The mixture, which gets is chewy texture from a mixture of rolled oats and instant gluten flour, can be formed into small "sausage-like" patties, or into larger burgers, to be enjoyed with your favorite accompaniments. -LuAnn
YIELD: 56 small patties; 18 (3 patty) servings (or 18 large sandwich burgers)
4 1/2 cups water
1/2 cup Bragg liquid aminos (or reduced-sodium soy sauce)
1/4 cup olive oil
2 tablespoons maple syrup (or to taste)
1/3 cup nutritional yeast flakes
5 teaspoons ground sage
1 tablespoon onion powder
2 teaspoons garlic powder
2 teaspoons Bakon hickory smoke-style seasoning (or a few drops of liquid smoke, but the Bakon seasoning helps give it a "meaty" taste)
1/2 teaspoon Italian seasoning
Dash pepper (optional)
4 1/2 cups uncooked old-fashioned oatmeal
1/2 cup instant gluten flour (vital wheat gluten – not regular gluten flour)
Preheat the oven to 350 degrees. Generously spray two large baking sheets with no-stick cooking spray.
In a large saucepan, combine all the ingredients, except the oats and instant gluten flour, then bring to a boil over high heat.

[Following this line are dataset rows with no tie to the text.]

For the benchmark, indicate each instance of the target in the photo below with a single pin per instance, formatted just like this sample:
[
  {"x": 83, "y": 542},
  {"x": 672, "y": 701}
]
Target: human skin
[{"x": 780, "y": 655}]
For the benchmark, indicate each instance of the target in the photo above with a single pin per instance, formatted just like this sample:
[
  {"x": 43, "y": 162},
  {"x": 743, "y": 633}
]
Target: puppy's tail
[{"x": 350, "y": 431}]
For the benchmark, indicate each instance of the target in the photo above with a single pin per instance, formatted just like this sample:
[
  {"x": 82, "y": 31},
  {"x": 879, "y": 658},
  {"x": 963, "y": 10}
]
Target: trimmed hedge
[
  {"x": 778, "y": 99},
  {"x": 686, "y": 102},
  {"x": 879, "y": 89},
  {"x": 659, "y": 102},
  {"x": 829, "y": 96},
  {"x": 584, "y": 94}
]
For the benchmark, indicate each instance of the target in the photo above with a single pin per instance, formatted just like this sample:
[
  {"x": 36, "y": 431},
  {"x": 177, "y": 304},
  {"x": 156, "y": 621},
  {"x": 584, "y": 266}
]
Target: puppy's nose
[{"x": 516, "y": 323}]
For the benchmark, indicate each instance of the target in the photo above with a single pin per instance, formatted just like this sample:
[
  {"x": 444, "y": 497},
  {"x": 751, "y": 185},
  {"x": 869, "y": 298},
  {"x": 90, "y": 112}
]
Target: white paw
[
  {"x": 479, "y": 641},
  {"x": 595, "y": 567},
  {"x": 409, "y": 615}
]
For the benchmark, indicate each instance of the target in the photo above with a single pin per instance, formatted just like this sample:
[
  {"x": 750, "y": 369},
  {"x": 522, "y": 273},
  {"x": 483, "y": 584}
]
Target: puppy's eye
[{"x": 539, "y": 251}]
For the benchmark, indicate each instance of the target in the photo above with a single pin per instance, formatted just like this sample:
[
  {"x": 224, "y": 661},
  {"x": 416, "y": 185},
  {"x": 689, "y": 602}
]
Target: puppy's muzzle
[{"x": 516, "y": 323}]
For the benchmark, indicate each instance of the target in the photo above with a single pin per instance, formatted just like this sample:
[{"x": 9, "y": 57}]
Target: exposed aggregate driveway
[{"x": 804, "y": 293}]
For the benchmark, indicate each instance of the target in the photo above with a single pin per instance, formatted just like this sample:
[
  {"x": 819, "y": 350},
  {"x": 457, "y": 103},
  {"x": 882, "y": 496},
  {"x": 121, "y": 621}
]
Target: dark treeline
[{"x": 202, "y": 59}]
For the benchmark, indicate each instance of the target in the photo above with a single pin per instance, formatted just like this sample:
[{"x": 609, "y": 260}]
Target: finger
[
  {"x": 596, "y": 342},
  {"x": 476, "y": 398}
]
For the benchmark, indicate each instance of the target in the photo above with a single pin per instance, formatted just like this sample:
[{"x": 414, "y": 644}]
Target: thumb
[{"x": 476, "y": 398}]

Stir in the oats and instant gluten flour, then reduce the heat to low. Simmer for 5 minutes, then turn off the heat or set the saucepan off the stove.
Using a small ice cream-type scoop (about 2 tablespoon capacity) for patties, or a larger scoop (about 1/3 cup capacity) for burgers, drop the mixture onto the sheets.
Use dampened fingertips or a spatula dipped in water to press the mounds to 3/8-inch thickness for patties, or 1/2 inch thickness for burgers.
If desired, spray lightly with no-stick cooking spray.
Bake the patties for 15 to 20 minutes, or the burgers for 20 to 30 minutes, or until the first sides are browned.
Briefly remove the pans from the oven, use a spatula to flip the patties or burgers over, then spray with no-stick cooking spray.
Return the pans to the oven, exchanging their positions for more even browning, then continue baking the patties or burgers until the second sides are browned.
Per Serving (3 small patties or 1 large burger): 140 Calories; 5g Fat; 9g Protein; 16g Carbohydrate; 2g Dietary Fiber; 0mg Cholesterol; 314mg Sodium.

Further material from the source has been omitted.